Friendliness is part of Sir Lew's success
secret
BLAIR THOMSON presents a profile of SIR LEW
GRADE, Deputy Chairman and Chief Executive,
Associated Television Corporation Ltd.
For a man who started life
as one of three brothers in a struggling Jewish
refugee family in London's East End and who
claims never to have had any ambition, Sir Lew
Grade has not done too badly.
Millionaire, international
business tycoon, a Knight of the Realm (for
services to export) and unchallenged king of
the showbiz world are titles he has earned -
not inherited - by such sheer hard work and
long hours of non-stop activity that the mind
is left boggling.
Most heads of big business -
Sir Lew is chief executive of the multi-million
pound Associated Television Corporation, which
embraces films, theatres, property development,
"canned" music, gramophone records and
theatrical costumes as well as the Midlands ITV
company, ATV Network Ltd. - take advantage of
their position, possibly with some
justification, by not arriving at the office
until 10a.m., having a two-hour-plus lunch
break and being away from the bustle of central
London before the rush hour.
Not so Sir Lew. He is
usually half-way through his mail in his
spacious office in ATV House, Great Cumberland
Place, London before even the cleaners
arrive for the morning dust-round.
And often as not he is still
on the phone - possibly clinching another
export deal with Japan, Denmark, Mexico or
America (or all four!) - long after the last of
the junior staff have packed into the homeward
bound tubes and commuter trains.
Nor is it unknown for people
high in the business world to be something less
than friendly and approachable. Yet Sir Lew is
recognised even by his rivals - I don't think
he has a real enemy in the world - as a fair
and very human person, who can be approached
direct by the lowliest office boy and asked for
a rise. And get it.
This friendliness is part of
the secret of his success, for he is as much of
a showman as a showbiz-man. When he smiles, his
eyes twinkling in a chubby, round face, pushes
a ten-inch long cigar - his "trade mark" - into
your top pocket and, in almost a caricature of
his race, spreads his hands wide and says: "My
boy - for me, you'll do it, won't you?" it
takes a very hard-hearted person to say
"No."
It is this persuasiveness,
backed by an unbroken record of promises
fulfilled, that has helped him to sell millions
of dollars worth of programmes around the world
and earn his company two Queen's Awards for
export and himself a knighthood.
When he says a programme
will be good, it usually is.

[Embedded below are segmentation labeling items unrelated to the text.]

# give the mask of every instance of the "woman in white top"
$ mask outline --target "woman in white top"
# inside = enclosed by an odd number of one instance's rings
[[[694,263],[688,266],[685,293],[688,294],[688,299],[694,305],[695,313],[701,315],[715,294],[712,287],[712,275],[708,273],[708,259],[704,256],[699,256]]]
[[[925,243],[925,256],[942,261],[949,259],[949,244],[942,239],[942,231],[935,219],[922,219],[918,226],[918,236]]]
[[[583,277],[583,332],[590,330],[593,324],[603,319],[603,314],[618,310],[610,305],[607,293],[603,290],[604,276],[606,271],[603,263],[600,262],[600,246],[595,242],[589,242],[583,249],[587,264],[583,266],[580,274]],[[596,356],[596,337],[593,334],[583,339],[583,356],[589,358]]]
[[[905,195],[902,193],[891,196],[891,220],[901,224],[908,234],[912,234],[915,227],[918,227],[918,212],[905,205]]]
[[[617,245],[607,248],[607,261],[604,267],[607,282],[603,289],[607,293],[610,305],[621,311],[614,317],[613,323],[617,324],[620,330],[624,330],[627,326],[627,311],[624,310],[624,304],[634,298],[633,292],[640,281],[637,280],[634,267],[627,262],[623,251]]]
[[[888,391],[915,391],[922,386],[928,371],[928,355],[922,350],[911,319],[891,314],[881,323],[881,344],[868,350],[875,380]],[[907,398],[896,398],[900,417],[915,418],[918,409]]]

As he would put
it, with disarming immodesty: "As an agent,
no-one ever questioned my judgment. If I said
it was great, they accepted it. I was usually
right."
This trust in his judgments
and promises, built up over the years since
those days when he was just another agent in
the showbusiness jungle, has grown to such a
pitch that he can even sell programmes that, at
the time the contracts are signed, are not even
on the drawing board.
He has the confidence of the
rich and successful - but it is an innate
confidence, not born of his position and
wealth. And he is certainly the only
millionaire I can believe when he says he would
do what he does for nothing and start again
from scratch if his empire collapsed.
There is, of course, a tough
side to Sir Lew - the toughness that enables
him to survive and succeed as a business man in
the entertainment jungle. It is rarely seen
outside the boardroom or away from the
negotiating table; and, when it is, it is in
response to the one criticism he will react to
angrily: that he serves up in TV programme
terms only what the public wants.
"Of course I do," he says.
"But what is wrong with that? I know what the
public want - they want to be entertained. And
that is what I am trying to do."
|
Sir Lew (above) is probably
the best known man in show business. He started
in the theatre as a dancer, and then went into
artists' management. After the war he booked
many English and Continental acts for American
television, and then formed the Incorporated
Television Company to produce filmed shows
suitable for international audiences. This
company is now a subsidiary of ATV Corporation.
His massive achievements in the export field
have twice won for Associated Television
Corporation the Queen's Award to Industry.